# COMP3314 Assignment4-Q3: K-means Clustering (40 Points)


In this task, we'll utilize the k-means algorithm to compress image colors. Consider an image containing millions of colors. Typically, many of these colors remain unused, with numerous pixels sharing similar or identical colors.


Your tasks:

1. Utilize Scikit-Learn's implementation to perform color compression.
2. Independently implement the k-means algorithm.
3. Investigate the impact of initial point selection on the results.

## Step 1: Image processing (code given)
Display the example image and transform it into a set of data points.

In [None]:
"""
You'll need to install necessary packages, e.g.
- numpy
- matplotlib
- pillow
- scikit-learn
- and etc.
"""

import requests
from PIL import Image
from io import BytesIO
import numpy as np
import matplotlib.pyplot as plt

In [None]:
def load_image_from_url(url):
    """
    Load an image from a URL and return it as a floating-point numpy array.

    Args:
        url (str): The URL of the image.

    Returns:
        np.ndarray: Floating-point array representation of the image, or None if an error occurred.
    """
    try:
        response = requests.get(url)
        if response.status_code == 200:
            im = Image.open(BytesIO(response.content))
            if im.mode != "RGB":
                im = im.convert("RGB")
            im_array = np.asarray(im).astype("float32") / 255.0
            return im_array
        else:
            print(f"Failed to retrieve the image: Status code {response.status_code}")
            return None
    except Exception as e:
        print(f"An error occurred: {e}")
        return None


im = load_image_from_url(
    "https://github.com/comp3314/hw-data/releases/download/hw3/summer_palace.jpg"
)
print(f"Image's shape     : {im.shape}")
print(f"Image's data type : {im.dtype}")
print(f"Image's data range: {np.min(im, axis=(0,1))} ~ {np.max(im, axis=(0,1))}")

plt.imshow(im)
plt.show()

Reshape the image as a collection of points within a three-dimensional color space. We'll reshape it into `(n_samples, n_features)`, where `n_samples` is the number of pixels in the image and `n_features` is 3, representing the RGB values of each pixel.

In [None]:
data = im.reshape(-1, 3)
print(data.shape)

## Step 2: Implement K-means with random initialization (10 points)

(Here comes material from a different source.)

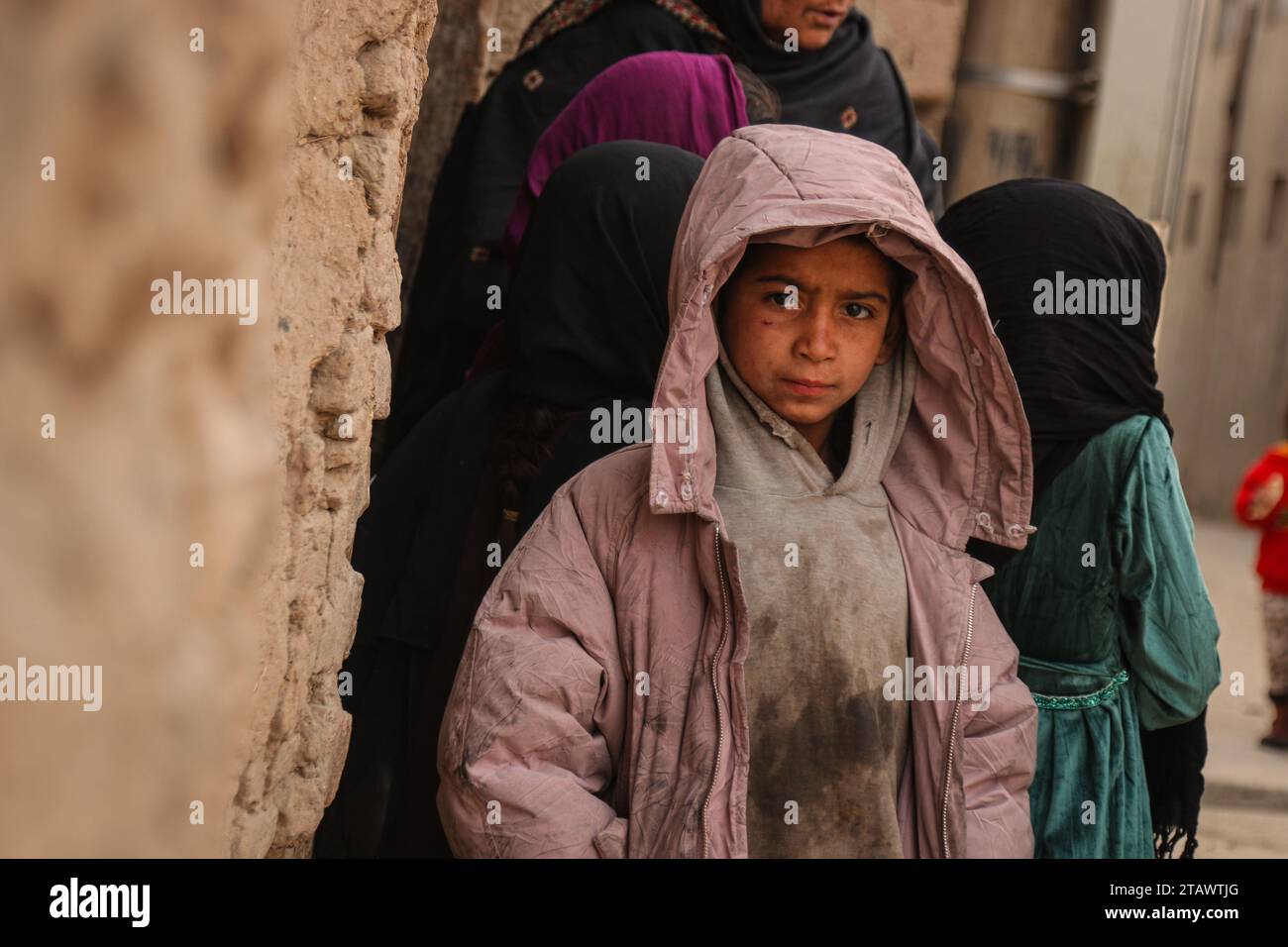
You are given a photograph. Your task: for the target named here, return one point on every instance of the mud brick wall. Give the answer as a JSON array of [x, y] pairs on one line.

You're given the following framework code for the K-means algorithm. You'll need to implement:

- `_initialize_centers_random()`: Initialize the cluster centers randomly (5 points).
- `fit()`: Fit the data to the model (5 points).

In [None]:
import numpy as np


class KMeans:
    def __init__(self, n_clusters=8, max_iter=300, initialization="random"):
        self.n_clusters = n_clusters
        self.max_iter = max_iter
        self.cluster_centers_ = None
        self.initialization = initialization

        if self.initialization not in ["random", "fps"]:
            raise ValueError("Invalid initialization method.")

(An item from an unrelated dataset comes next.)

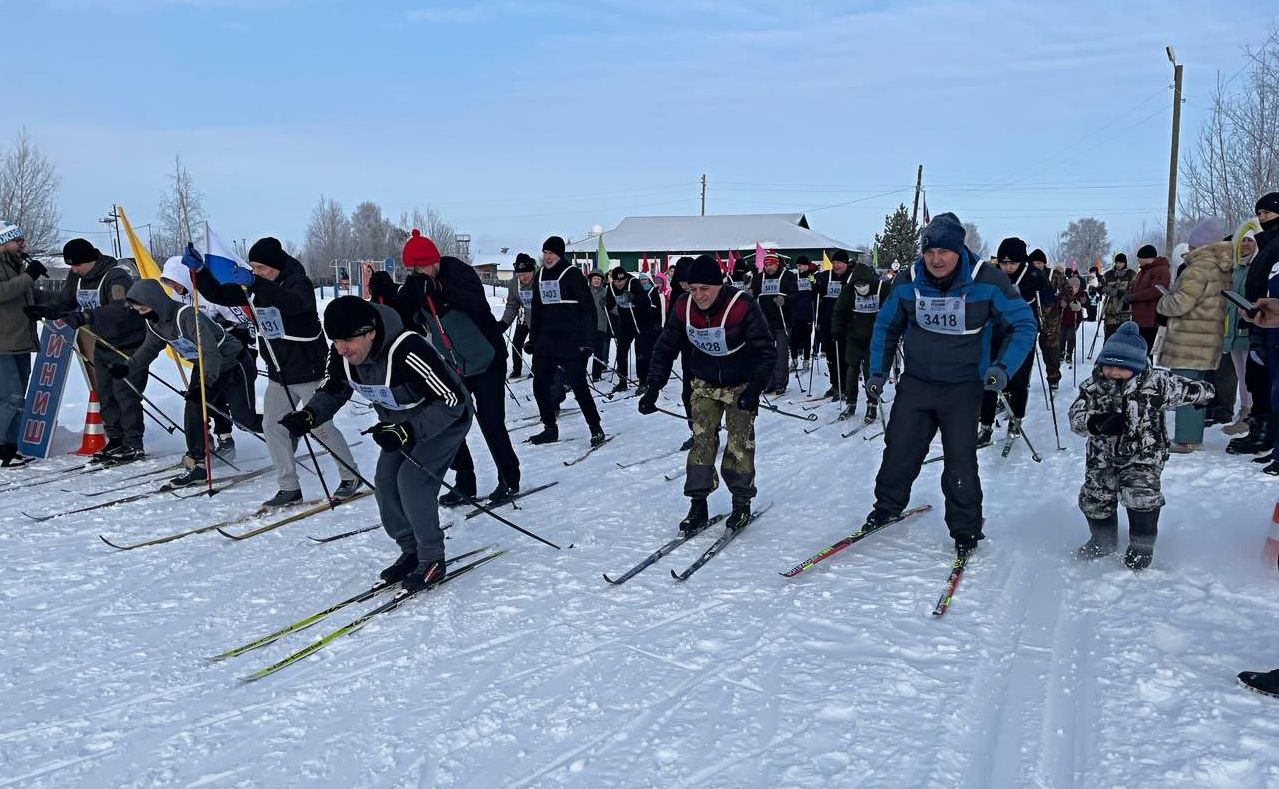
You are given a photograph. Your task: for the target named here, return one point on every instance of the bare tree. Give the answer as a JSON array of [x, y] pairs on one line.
[[28, 192], [180, 216], [328, 237], [1083, 241], [973, 241], [1234, 159]]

    def _initialize_centers_random(self, X):
        """
        Initialize the cluster centers by randomly selecting `n_clusters` samples.
        """
        # === Your code here ===
        # ======================

    def _initialize_centers_fps(self, X):
        """
        Initialize the cluster centers by using the Farthest Point Sampling
        (FPS) algorithm.

        - It starts from a randomly selected sample as the first center.
        - Then in each iteration, it selects the sample that is the farthest
          from the set of selected centers.
        """
        # === Your code here ===
        # ======================

    def fit(self, X):
        if self.initialization == "random":
            self._initialize_centers_random(X)
        elif self.initialization == "fps":
            self._initialize_centers_fps(X)
        else:
            raise ValueError("Invalid initialization method.")

        # === Your code here ===
        # ======================

    def predict(self, X):
        distances = np.linalg.norm(X[:, np.newaxis] - self.cluster_centers_, axis=2)
        return np.argmin(distances, axis=1)

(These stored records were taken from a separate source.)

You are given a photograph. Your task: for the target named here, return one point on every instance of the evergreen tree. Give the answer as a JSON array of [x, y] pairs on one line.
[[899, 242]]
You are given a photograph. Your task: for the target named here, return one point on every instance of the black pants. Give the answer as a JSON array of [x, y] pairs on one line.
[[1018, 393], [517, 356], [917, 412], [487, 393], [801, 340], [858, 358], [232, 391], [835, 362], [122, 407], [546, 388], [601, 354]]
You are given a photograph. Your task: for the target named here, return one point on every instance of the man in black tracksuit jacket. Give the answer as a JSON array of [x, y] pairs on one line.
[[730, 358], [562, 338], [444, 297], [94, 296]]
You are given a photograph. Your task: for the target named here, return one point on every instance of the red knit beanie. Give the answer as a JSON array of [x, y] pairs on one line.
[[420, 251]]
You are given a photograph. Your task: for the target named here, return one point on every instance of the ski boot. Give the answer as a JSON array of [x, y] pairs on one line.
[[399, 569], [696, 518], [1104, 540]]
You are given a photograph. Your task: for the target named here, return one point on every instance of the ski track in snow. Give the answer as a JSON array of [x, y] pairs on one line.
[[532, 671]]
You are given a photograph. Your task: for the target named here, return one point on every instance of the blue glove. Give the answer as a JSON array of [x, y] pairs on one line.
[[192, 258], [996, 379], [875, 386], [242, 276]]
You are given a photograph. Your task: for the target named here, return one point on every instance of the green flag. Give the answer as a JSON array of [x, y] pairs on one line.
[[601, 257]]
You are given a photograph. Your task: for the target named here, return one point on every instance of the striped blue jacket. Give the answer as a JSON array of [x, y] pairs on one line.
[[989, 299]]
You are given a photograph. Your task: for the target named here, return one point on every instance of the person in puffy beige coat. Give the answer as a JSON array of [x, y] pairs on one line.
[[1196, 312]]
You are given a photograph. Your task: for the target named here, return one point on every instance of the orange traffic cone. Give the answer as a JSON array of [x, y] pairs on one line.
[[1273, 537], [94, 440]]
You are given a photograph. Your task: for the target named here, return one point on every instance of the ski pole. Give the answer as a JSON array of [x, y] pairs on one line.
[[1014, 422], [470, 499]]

Now, let's run your code and visualize the compression results.

In [None]:
"""
Do not change code in this cell.
"""

kmeans = KMeans(n_clusters=10, max_iter=300, initialization="random")
kmeans.fit(data)
im_compressed = kmeans.cluster_centers_[kmeans.predict(data)].reshape(im.shape)

fig, ax = plt.subplots(1, 2, figsize=(8, 4), subplot_kw=dict(xticks=[], yticks=[]))
fig.subplots_adjust(wspace=0.05)
ax[0].imshow(im)
ax[0].set_title("Original Image")
ax[1].imshow(im_compressed)
ax[1].set_title("Compressed Image (Random Init)")

## Step 3: Initialization by furthest point sampling (10 points)

Next, implement the `_initialize_centers_fps()` method to initialize the cluster centers by the FPS algorithm. It starts from a randomly selected sample as the first center. Then in each iteration, it selects the sample that is the farthest from the set of selected centers. We'll the visualize the results.

In [None]:
"""
Do not change code in this cell.
"""

kmeans = KMeans(n_clusters=10, max_iter=300, initialization="fps")
kmeans.fit(data)
im_compressed = kmeans.cluster_centers_[kmeans.predict(data)].reshape(im.shape)

fig, ax = plt.subplots(1, 2, figsize=(8, 4), subplot_kw=dict(xticks=[], yticks=[]))
fig.subplots_adjust(wspace=0.05)
ax[0].imshow(im)
ax[0].set_title("Original Image")
ax[1].imshow(im_compressed)
ax[1].set_title("Compressed Image (FPS Init)")

## Step 4: Evaluate the compression qualitatively (10 points)

Plot and compare the results of the random and FPS initialization methods, by setting the number of clusters to 4, 8, and 16 for both methods.

In [None]:
# === Your code here ===
# ======================

## Step 5: Evaluate the compression quantitatively (10 points)

One way of evaluating compression quality is by computing the mean squared error (MSE) between the original image and the compressed image. The MSE is defined as the average of the squared differences between the original and compressed images.

You're required to:

1. Impelment a `mean_squared_error()` method to calculate the mean squared error.
2. Compare the MSE for the random and FPS initialization methods, by setting the number of clusters to 4, 8, and 16 for both methods.

In [None]:
# === Your code here ===
# ======================